The aim of this study is to discover basic principles underlying linguistic figurativeness and to develop a theory that is capable of capturing conventional figurative language (referred to as CFLT, i.e. Conventional Figurative Language Theory). The rich empirical data analysed for this publication include, among other things, idioms, proverbs, lexicalised metaphors, and figurative compounds, drawn from ten standard languages with widely different genetic relationships and/or cultural backgrounds (English, German, Dutch, Swedish, French, Russian, Lithuanian, Greek, Finnish, Japanese) and one Low German dialect. The main topic of this work is the relationship between the figurative meaning of a lexical unit and the mental images that form its conceptual basis. Using a cognitive approach, the study deals with the central question of what types of knowledge are involved in creating motivating links between these two conceptual levels of figurative units. Of all the possible types of knowledge relevant to conventional figurative language, so-called "cultural knowledge" can be shown to be crucial. As a consequence, CFLT has to include elements of cultural semiotics and other culture-related disciplines.

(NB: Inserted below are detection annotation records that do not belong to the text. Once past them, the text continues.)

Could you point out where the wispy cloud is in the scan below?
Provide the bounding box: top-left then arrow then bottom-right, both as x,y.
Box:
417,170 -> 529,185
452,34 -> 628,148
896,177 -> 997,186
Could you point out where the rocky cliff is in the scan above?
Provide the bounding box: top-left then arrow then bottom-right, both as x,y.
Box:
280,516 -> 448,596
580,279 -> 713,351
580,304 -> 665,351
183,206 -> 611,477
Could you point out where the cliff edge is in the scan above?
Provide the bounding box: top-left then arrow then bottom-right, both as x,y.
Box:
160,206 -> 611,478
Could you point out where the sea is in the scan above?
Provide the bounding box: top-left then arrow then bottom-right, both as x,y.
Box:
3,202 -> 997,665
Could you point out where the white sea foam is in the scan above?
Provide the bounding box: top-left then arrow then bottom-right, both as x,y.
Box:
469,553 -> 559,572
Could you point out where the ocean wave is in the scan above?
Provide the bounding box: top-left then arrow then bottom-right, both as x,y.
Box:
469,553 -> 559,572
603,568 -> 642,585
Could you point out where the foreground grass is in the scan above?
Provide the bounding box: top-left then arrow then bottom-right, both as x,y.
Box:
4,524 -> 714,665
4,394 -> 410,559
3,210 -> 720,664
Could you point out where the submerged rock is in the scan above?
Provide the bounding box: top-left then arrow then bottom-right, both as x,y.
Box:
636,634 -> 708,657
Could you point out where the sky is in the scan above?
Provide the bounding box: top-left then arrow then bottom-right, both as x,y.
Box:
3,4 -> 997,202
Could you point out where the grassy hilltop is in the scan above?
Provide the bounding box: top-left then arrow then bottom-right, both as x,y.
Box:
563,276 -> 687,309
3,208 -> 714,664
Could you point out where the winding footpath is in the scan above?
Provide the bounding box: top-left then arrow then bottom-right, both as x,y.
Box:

It may have been over-ambitious of me to get this. I have no linguistics background (my sister studied linguistics -- can I borrow her brain?), I’m only a novelist grappling with another culture’s figurative language, and I became intrigued with the subject of idioms. So far I’ve only managed the parts Animal Metaphors and Animal Symbols: Case Studies – as my target culture is rich in animal metaphors – and Idioms of Fear: A Cognitive Approach, which I think examines how the idioms and the mental experience of fear act on each other. It does talk about translation from one culture into another: “While translating idioms of fear (and other emotions), one has to take into account not only their actual figurative meaning but also the conceptual structures behind them.” From these parts, I haven’t altogether shaken the suspicion that it tells me in very involved language what is commonsensical – but that’s probably because I’m only grasping what’s most obvious. I did have my eye on the empirical parts of the book, which are large, although maybe what I needed was a cross-cultural thesaurus of idiomatic language.
Idioms seem to cross cultures more easily than I might have thought: Finnish ‘not even a wolf would go there’ is self-explanatory to me; Finnish ‘the wolf has eaten the food for the journey’ expresses my ‘gone to the dogs’. For what it’s worth, I have been taken aback by the amount of Mongol idioms that cross cultures and make direct sense in English.